Dopiewiec is a village in the administrative district of Gmina Dopiewo, within Poznań County, Greater Poland Voivodeship, in west-central Poland.

==History==
As part of the region of Greater Poland, i.e. the cradle of the Polish state, the area formed part of Poland since its establishment in the 10th century. Dopiewiec was a private village of Polish nobility, administratively located in the Poznań County in the Poznań Voivodeship in the Greater Poland Province of the Kingdom of Poland.

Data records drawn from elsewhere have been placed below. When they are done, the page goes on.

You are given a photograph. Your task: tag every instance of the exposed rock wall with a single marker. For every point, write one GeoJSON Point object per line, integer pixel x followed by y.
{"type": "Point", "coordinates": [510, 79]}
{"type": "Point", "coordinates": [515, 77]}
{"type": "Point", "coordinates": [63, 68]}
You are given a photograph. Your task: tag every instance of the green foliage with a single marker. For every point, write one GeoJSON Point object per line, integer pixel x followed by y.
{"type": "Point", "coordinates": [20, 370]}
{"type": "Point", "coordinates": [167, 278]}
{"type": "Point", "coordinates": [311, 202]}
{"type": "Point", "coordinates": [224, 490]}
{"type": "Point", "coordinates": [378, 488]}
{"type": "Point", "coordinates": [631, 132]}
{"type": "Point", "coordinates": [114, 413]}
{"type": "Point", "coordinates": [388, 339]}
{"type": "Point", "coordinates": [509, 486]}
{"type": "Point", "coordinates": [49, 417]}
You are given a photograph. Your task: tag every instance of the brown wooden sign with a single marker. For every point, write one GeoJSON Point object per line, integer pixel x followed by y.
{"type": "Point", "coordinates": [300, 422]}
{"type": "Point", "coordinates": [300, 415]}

During the German occupation of Poland, the local forest was the site of large massacres of Poles from the region committed by the occupiers in 1939–1940 (see Nazi crimes against the Polish nation). In the autumn of 1939, the Germans massacred over 630 Poles brought from the Fort VII concentration camp in Poznań, incl. 70 students of Poznań universities and colleges, who were murdered on 7 November 1939, and 70 nuns, who were murdered in December 1939 (see Nazi persecution of the Catholic Church in Poland). The victims were murdered with shots to the back of the head. After each execution there were alcoholic drinking parties of the German execution squad. In early 1940 further executions took place, in which over 2,000 Poles were brought from Fort VII to the forest and murdered. The bodies were buried in seven mass graves. In the last months of the war the occupiers burnt the bodies of the victims in an attempt to cover up the crime.

==Transport==
The Polish A2 motorway runs near Dopiewiec, south of the village.